Al principio, hace cinco o seis años, se borraron las palabras difíciles, las más complicadas.
Después empezaron a desaparecer las normales, las sencillas.
El paso del tiempo barrió también las más cortas, incluso los monosílabos.
Hace ya cuatro años que no habla. Ni una palabra.
Los lingüistas dicen que las cosas no existen si no tienen nombre. Por eso, cuando las palabras se borraron, las cosas también dejaron de existir. Primero desaparecieron solamente algunos episodios puntuales de su vida. Después se desdibujó todo lo que había compartido con las cosas y con nosotros, que también perdimos el nombre.
De la noche a la mañana se borró su risa un poco asustada de un día radiante de verano en la antigua terraza de La Fosca, poco antes de la guerra, mientras sujetaba en la mano una langosta descomunal que había pescado el abuelo Pepitu, una langosta más larga que ella misma, tan grande que la cola llegaba al suelo y las antenas la sobrepasaban en altura.
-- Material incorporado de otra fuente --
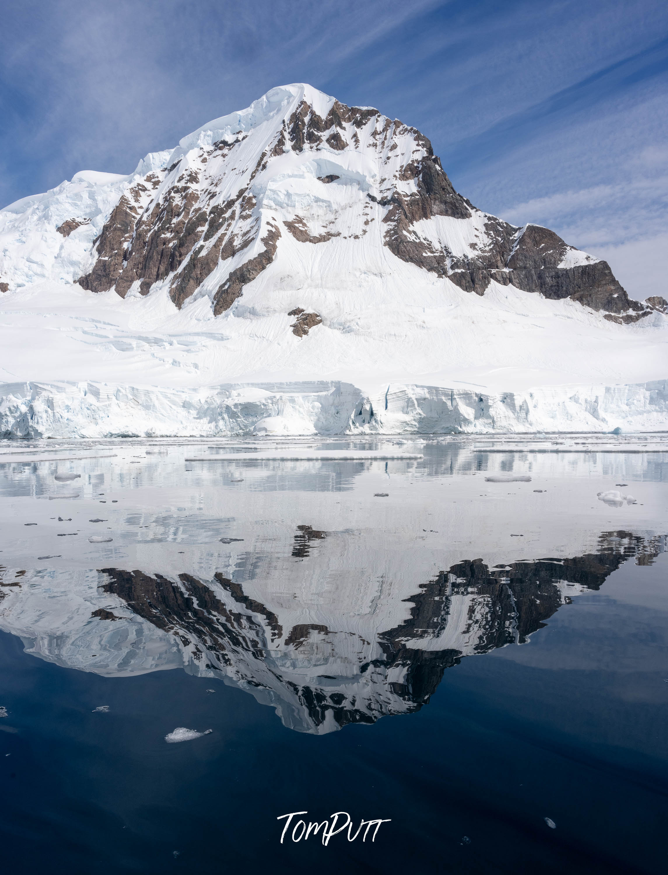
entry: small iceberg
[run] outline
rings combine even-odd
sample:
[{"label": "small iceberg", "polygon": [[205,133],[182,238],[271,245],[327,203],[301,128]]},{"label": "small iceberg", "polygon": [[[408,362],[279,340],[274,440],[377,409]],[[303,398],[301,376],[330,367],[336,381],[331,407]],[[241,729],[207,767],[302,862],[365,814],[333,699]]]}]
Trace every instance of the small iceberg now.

Se borró el pánico de una noche de junio en que el abuelo, enfadado porque lloraba, la metió en la barquita auxiliar, minúscula e inestable, y la dejó más de dos horas atada a una boya, a merced de las olas, en medio del mar, enfrente de la bahía de Palamós: sola, encogida encima de una red, aterrorizada y con la mirada perdida en aquellas aguas oscurísimas, esperando que volviera su padre, que se había ido mar adentro en la costa del cabo Gros a pescar con luces.
Se borró la bofetada que le sacudió el abuelo un día por empinar el porrón y fingir que bebía cuando aún no había cumplido los siete años y estaban comiendo en la playa después de coger mejillones en el Furió de cala Estreta.
Cuando hacía semanas que estaba sentada el día entero en el sillón orejero, al lado de la ventana, callaron los ladridos del perro Mastega, enorme como un san bernardo, que de pequeña la seguía a todas partes hasta que un camión cargado de chatarra lo aplastó enfrente del cuartel de la Guardia Civil, en la calle del Galligants de Gerona.
Se apagaron las chanzas sobre lo mal que se le daba al abuelo Pepitu despachar en la perfumería que ella y la baba habían abierto en la calle Muntaner el año en que se trasladaron a vivir a Barcelona, cuando la guerra.
Se rasgó en mil pedazos ilegibles el carnet de la UGT que se había hecho el abuelo cuando lo convencieron de que dejara la perfumería y se colocó en el almacén de Schröder, un sueco amigo suyo que importaba madera en el puerto de Barcelona.
También desapareció el recuerdo de la claustrofobia que la paralizaba cada vez que bajaba al refugio con la baba Teresa aquellos tres días de marzo de 1938 en que la aviación italiana bombardeó ferozmente la capital de Cataluña y causó más de mil muertes entre la población civil.
Las noches al raso en las montañas del Rocacorba y los Àngels, cuando volvieron a Gerona y tenían que saltar todos los días de una orilla a la otra del río Ter por miedo a quedarse atrapados, a merced de la legendaria crueldad del general Líster, que dirigía la retirada de la Primera Brigada Mixta de la República hacia la frontera.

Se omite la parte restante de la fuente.